Бинты еще долго служили «украшением» на голове школьницы, вместо бантиков. Из рукава фуфайки Анна сшила дочери шапочку с валиком. Ребята смотрели ей вслед, говорили с восхищением: «Так все в Ленинграде ходят». За модной одеждой, даже много позднее, Тамара никогда не гналась. Гораздо сильнее, чем новые вещи, она хотела вдоволь еды. Бывало, когда Анна Дмитриевна варила кашу или похлебку, садилась в уголок за печку и плакала: «Зачем мама жидко разводит? Дала бы мне погуще, а так я не наемся».

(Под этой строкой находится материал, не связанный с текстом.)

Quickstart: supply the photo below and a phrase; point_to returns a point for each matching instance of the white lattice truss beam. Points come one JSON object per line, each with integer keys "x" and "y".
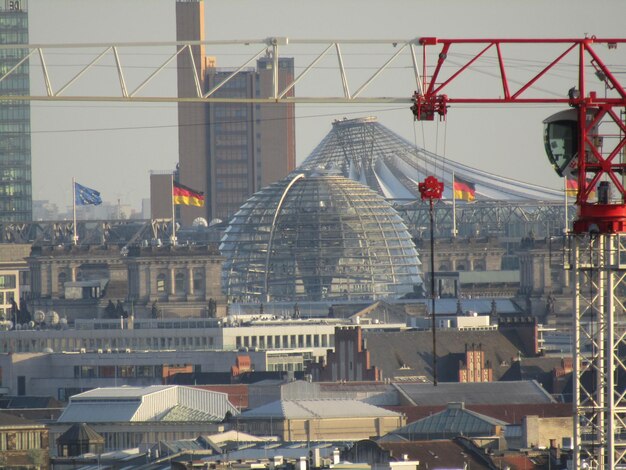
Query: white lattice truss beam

В седьмом классе мама сказала дочери: «Ты больше учиться не будешь, не на что». Услышав это, сапожники собрались гурьбой, попросили Анну: «Пусть Томочка продолжает учиться, мы ей все поможем!» Изготовили ученице тапочки-римочки, а швейницы — платье. Учителя похлопотали, и школа выделила деньги, которые пошли на покупку материала для пошива зимнего пальто. Чтобы помочь матери, Тамара бралась за любую подработку. Даже скот возила на мясокомбинат в Новосибирск. Нелегкий, между прочим, труд. Скотину в вагон надо погрузить-загнать, в дороге ухаживать, поить, кормить, чистить. «Так что специальностей у меня много», — смеется Тамара Ивановна.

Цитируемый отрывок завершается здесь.